我希望在Glue中尽可能避免使用psycopg2或其他库。
英文:
I am trying to trigger a glue job by Airflow. Triggering works great but it is going to timeout because of the missing Redshift connection. When I add the connection manually inside Job details tab glue job works. Is there a way to attach a connection to Redshift that would appear in Job details tab in triggered Glue?
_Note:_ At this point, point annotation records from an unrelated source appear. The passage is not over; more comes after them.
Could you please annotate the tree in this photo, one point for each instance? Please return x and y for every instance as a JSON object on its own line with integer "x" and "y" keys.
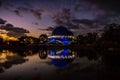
{"x": 111, "y": 33}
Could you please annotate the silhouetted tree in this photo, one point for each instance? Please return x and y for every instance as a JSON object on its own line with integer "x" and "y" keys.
{"x": 111, "y": 33}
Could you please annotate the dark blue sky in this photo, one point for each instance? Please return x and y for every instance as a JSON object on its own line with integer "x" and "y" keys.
{"x": 80, "y": 16}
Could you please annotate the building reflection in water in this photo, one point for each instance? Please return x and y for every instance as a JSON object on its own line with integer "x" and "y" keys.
{"x": 60, "y": 58}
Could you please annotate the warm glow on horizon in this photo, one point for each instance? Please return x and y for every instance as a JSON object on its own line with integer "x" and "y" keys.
{"x": 4, "y": 55}
{"x": 5, "y": 37}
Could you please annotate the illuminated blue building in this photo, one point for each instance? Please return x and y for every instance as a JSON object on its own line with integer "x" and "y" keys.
{"x": 61, "y": 35}
{"x": 61, "y": 58}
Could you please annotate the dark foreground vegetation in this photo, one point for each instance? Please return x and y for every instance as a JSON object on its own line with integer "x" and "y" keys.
{"x": 107, "y": 39}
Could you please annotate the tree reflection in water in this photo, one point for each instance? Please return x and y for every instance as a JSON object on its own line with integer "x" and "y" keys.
{"x": 8, "y": 58}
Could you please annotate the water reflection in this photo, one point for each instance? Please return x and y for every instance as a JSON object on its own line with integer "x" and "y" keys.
{"x": 61, "y": 58}
{"x": 40, "y": 63}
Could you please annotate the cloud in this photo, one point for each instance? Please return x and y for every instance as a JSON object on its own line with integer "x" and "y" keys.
{"x": 0, "y": 3}
{"x": 17, "y": 12}
{"x": 14, "y": 31}
{"x": 36, "y": 13}
{"x": 15, "y": 34}
{"x": 83, "y": 21}
{"x": 48, "y": 29}
{"x": 2, "y": 21}
{"x": 24, "y": 9}
{"x": 35, "y": 23}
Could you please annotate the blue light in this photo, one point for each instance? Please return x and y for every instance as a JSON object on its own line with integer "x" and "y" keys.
{"x": 58, "y": 40}
{"x": 61, "y": 63}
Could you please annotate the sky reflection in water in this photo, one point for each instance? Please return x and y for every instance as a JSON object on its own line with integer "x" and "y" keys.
{"x": 54, "y": 64}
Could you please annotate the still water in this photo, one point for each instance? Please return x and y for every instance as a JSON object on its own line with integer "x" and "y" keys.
{"x": 57, "y": 64}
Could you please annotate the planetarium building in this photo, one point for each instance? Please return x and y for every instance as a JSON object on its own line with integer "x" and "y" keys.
{"x": 61, "y": 35}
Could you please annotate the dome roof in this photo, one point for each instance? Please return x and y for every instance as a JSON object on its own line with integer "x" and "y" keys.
{"x": 61, "y": 30}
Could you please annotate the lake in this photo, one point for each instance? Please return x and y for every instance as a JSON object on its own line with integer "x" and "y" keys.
{"x": 58, "y": 64}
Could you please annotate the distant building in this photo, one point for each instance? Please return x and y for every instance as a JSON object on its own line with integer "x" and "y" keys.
{"x": 61, "y": 35}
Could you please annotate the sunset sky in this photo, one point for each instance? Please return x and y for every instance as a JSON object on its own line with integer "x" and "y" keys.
{"x": 36, "y": 17}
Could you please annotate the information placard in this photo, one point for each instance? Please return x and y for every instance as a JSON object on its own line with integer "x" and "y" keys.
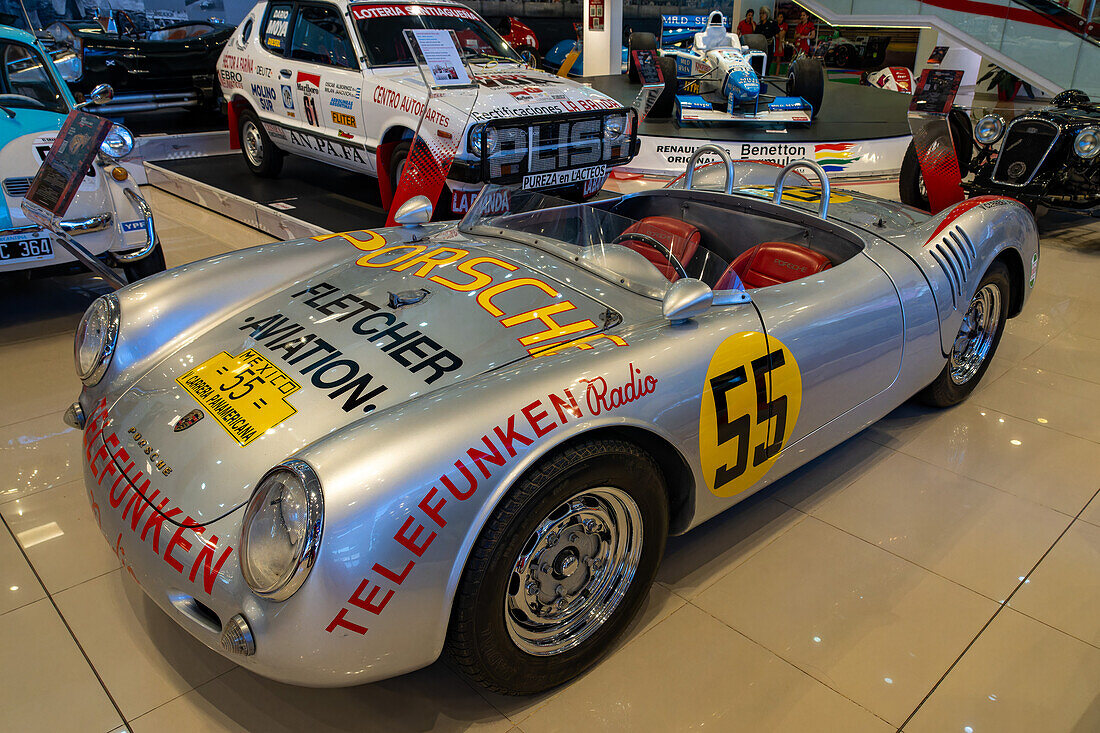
{"x": 67, "y": 162}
If I add it manually it gets removed on next Airflow run.
I would like to avoid using psycopg2 or other libraries in Glue if possible.
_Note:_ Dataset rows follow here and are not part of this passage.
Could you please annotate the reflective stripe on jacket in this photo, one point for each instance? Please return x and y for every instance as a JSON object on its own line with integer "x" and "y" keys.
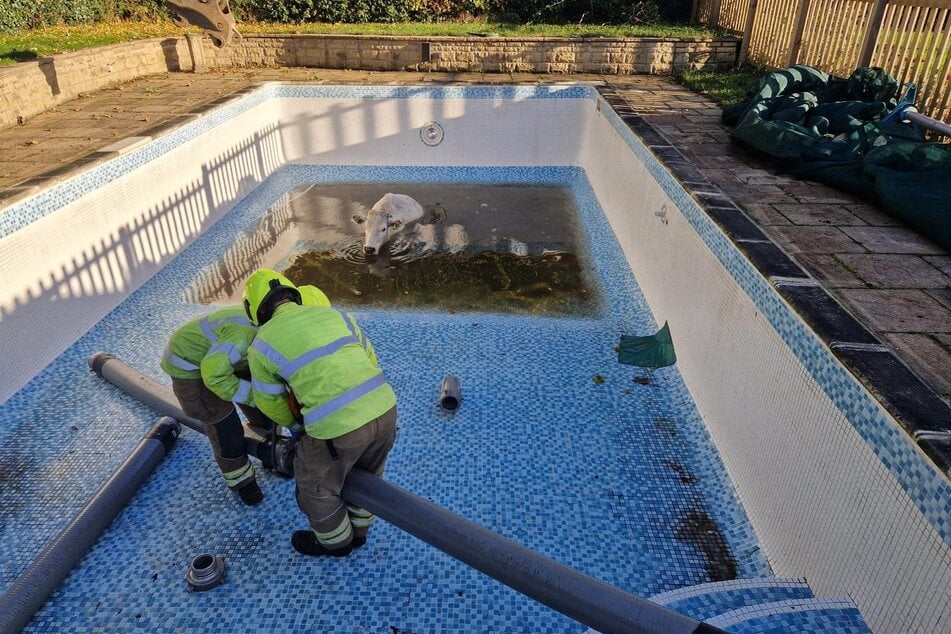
{"x": 212, "y": 348}
{"x": 322, "y": 355}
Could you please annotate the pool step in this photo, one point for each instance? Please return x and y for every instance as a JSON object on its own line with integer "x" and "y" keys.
{"x": 830, "y": 616}
{"x": 767, "y": 605}
{"x": 706, "y": 600}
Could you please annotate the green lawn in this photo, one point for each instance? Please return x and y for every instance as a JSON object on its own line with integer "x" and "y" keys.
{"x": 724, "y": 87}
{"x": 26, "y": 45}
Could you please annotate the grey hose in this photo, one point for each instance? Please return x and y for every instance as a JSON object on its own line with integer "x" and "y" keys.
{"x": 34, "y": 586}
{"x": 277, "y": 453}
{"x": 585, "y": 599}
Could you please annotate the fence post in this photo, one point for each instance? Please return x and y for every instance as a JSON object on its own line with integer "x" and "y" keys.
{"x": 714, "y": 20}
{"x": 871, "y": 33}
{"x": 747, "y": 34}
{"x": 799, "y": 26}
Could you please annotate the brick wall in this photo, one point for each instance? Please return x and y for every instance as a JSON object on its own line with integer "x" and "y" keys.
{"x": 477, "y": 54}
{"x": 28, "y": 88}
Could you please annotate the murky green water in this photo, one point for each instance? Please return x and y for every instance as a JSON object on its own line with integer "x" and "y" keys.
{"x": 488, "y": 248}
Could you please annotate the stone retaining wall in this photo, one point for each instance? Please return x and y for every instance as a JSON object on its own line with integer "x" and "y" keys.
{"x": 479, "y": 54}
{"x": 29, "y": 88}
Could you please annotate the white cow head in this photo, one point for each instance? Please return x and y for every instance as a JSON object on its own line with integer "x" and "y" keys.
{"x": 378, "y": 226}
{"x": 385, "y": 219}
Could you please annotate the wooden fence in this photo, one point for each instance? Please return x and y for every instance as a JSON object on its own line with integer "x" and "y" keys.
{"x": 911, "y": 39}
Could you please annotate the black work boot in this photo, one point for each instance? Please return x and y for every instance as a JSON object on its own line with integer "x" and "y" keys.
{"x": 250, "y": 492}
{"x": 305, "y": 542}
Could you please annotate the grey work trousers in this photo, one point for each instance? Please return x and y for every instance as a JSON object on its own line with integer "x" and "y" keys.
{"x": 320, "y": 477}
{"x": 224, "y": 431}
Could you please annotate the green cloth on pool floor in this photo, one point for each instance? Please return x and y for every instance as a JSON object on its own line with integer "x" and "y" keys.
{"x": 652, "y": 351}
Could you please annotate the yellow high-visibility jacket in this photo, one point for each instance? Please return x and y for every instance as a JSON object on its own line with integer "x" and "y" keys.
{"x": 213, "y": 348}
{"x": 321, "y": 355}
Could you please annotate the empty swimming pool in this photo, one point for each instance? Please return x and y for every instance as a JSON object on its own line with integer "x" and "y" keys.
{"x": 627, "y": 474}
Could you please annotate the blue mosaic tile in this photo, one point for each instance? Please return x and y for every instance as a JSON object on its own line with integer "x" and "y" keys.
{"x": 538, "y": 452}
{"x": 925, "y": 485}
{"x": 835, "y": 616}
{"x": 49, "y": 200}
{"x": 709, "y": 600}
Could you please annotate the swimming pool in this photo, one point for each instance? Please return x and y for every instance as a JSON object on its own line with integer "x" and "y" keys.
{"x": 539, "y": 451}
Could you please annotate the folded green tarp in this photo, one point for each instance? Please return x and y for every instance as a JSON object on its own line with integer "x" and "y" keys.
{"x": 652, "y": 351}
{"x": 836, "y": 131}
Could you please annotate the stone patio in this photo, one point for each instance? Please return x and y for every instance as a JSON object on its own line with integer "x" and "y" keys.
{"x": 895, "y": 282}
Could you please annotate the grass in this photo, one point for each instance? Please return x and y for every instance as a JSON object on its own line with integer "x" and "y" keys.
{"x": 724, "y": 87}
{"x": 26, "y": 45}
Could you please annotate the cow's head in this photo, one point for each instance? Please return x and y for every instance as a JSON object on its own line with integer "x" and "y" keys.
{"x": 378, "y": 226}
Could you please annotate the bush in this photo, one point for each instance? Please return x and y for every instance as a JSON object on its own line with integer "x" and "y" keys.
{"x": 298, "y": 11}
{"x": 581, "y": 11}
{"x": 23, "y": 14}
{"x": 32, "y": 14}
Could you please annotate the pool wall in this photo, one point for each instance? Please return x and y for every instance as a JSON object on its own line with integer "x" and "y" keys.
{"x": 836, "y": 491}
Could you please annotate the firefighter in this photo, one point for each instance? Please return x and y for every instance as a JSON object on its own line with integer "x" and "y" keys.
{"x": 207, "y": 360}
{"x": 319, "y": 356}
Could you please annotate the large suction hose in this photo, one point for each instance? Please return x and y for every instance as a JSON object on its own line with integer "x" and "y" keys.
{"x": 574, "y": 594}
{"x": 32, "y": 588}
{"x": 161, "y": 399}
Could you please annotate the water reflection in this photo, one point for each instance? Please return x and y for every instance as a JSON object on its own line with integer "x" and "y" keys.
{"x": 498, "y": 248}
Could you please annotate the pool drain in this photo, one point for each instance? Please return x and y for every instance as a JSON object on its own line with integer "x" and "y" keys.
{"x": 206, "y": 572}
{"x": 431, "y": 134}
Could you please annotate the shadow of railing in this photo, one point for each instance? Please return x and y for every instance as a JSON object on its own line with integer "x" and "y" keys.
{"x": 50, "y": 311}
{"x": 42, "y": 316}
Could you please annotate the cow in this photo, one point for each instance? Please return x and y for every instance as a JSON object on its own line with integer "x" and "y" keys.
{"x": 391, "y": 216}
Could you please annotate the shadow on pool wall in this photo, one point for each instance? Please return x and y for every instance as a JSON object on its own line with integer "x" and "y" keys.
{"x": 64, "y": 271}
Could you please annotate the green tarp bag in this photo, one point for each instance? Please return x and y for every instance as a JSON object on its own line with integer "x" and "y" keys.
{"x": 837, "y": 132}
{"x": 652, "y": 351}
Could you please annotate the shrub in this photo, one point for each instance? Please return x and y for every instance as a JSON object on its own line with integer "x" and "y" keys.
{"x": 325, "y": 10}
{"x": 31, "y": 14}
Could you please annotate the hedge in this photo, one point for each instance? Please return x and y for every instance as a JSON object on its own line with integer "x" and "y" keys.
{"x": 29, "y": 14}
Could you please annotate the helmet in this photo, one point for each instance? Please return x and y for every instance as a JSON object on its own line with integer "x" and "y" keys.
{"x": 313, "y": 296}
{"x": 261, "y": 289}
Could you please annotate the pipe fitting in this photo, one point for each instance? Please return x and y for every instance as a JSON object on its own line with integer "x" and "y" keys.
{"x": 97, "y": 360}
{"x": 206, "y": 572}
{"x": 451, "y": 395}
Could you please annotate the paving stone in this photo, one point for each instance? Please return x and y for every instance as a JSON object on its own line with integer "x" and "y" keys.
{"x": 898, "y": 310}
{"x": 893, "y": 240}
{"x": 760, "y": 194}
{"x": 815, "y": 239}
{"x": 817, "y": 193}
{"x": 873, "y": 215}
{"x": 765, "y": 214}
{"x": 942, "y": 262}
{"x": 829, "y": 270}
{"x": 928, "y": 358}
{"x": 943, "y": 295}
{"x": 818, "y": 214}
{"x": 894, "y": 271}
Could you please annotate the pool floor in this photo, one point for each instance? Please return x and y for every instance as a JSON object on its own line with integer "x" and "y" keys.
{"x": 612, "y": 477}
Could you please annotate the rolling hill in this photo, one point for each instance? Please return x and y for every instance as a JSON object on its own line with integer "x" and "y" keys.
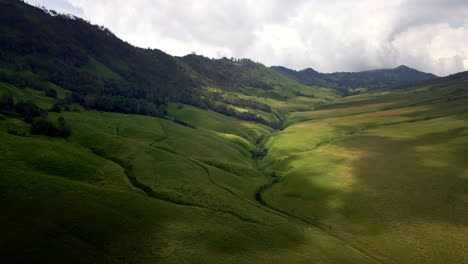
{"x": 374, "y": 79}
{"x": 219, "y": 160}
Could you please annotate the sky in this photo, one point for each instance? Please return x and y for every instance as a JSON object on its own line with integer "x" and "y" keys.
{"x": 326, "y": 35}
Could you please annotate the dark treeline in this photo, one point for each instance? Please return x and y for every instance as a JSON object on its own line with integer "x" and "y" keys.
{"x": 40, "y": 47}
{"x": 121, "y": 104}
{"x": 228, "y": 74}
{"x": 234, "y": 100}
{"x": 204, "y": 102}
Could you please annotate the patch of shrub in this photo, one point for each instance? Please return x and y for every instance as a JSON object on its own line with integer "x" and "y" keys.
{"x": 45, "y": 127}
{"x": 28, "y": 111}
{"x": 51, "y": 93}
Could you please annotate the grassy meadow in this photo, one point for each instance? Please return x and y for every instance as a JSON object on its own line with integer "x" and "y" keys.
{"x": 374, "y": 178}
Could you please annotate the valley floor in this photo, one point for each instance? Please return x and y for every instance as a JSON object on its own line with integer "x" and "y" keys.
{"x": 373, "y": 178}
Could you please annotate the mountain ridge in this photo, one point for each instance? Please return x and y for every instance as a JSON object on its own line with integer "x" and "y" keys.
{"x": 371, "y": 79}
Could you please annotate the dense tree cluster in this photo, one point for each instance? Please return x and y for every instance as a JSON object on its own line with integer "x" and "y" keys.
{"x": 46, "y": 127}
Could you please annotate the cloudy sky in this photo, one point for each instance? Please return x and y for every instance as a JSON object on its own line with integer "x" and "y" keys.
{"x": 327, "y": 35}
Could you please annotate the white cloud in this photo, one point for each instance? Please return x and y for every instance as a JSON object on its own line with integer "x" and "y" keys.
{"x": 332, "y": 35}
from airflow.operators.empty import EmptyOperator
from airflow import DAG
from datetime import timedelta, datetime
from airflow.providers.amazon.aws.operators.glue import GlueJobOperator
project='<project>'
env='<env>'
region_name='<region>'
glue_script='<script_name>'
job_name='<name>'
default_args = {
'owner': 'airflow',
'start_date' : datetime(2022, 11, 12)
}
# Creating DAG Object
dag = DAG(dag_id=f'{project}-c-p-dag-{env}',
default_args=default_args,
schedule_interval='@once',
catchup=False
)
# The DummyOperator is a task and does nothing
start = EmptyOperator(
task_id='start', dag=dag
)
submit_glue_job = GlueJobOperator(
task_id="submit_glue_job",
job_name=f"{project}-{job_name}-{env}-{region_name}",
iam_role_name="<role>",
s3_bucket=f"s3://{project}-g-a-{env}-{region_name}",
script_location=f"s3://{project}-g-a-{env}-{region_name}/scripts/{glue_script}",
create_job_kwargs={"GlueVersion": "3.0", "NumberOfWorkers": 2, "WorkerType": "G.1X"},
region_name=region_name,
script_args={'--AWS_REGION': region_name,
'--REDSHIFT_SECRET': '<secret>',
'--REDSHIFT_DATABASE': '<db>',
'--RS_DB_TABLE': '<table>',
'--DYNAMODB_TABLE': '<dynamotable>'},
dag=dag
)
start >> submit_glue_job
答案1
得分: 2
在create_job_kwargs
下添加了Connections并且成功工作了!
submit_glue_job = GlueJobOperator(
task_id="submit_glue_job",
job_name=f"{project}-{job_name}-{env}-{region_name}",
iam_role_name="<role>",
s3_bucket=f"s3://{project}-g-a-{env}-{region_name}",
script_location=f"s3://{project}-g-a-{env}-{region_name}/scripts/{glue_script}",
create_job_kwargs={"GlueVersion": "3.0", "NumberOfWorkers": 2, "WorkerType": "G.1X", "Connections": {"Connections": ["<glue_connection_name>"]}},
region_name=region_name,
script_args={'--AWS_REGION': region_name, '--REDSHIFT_SECRET': '<secret>', '--REDSHIFT_DATABASE': '<db>', '--RS_DB_TABLE': '<table>', '--DYNAMODB_TABLE': '<dynamotable>'},
dag=dag
)
英文:
Added Connections under create_job_kwargs and worked!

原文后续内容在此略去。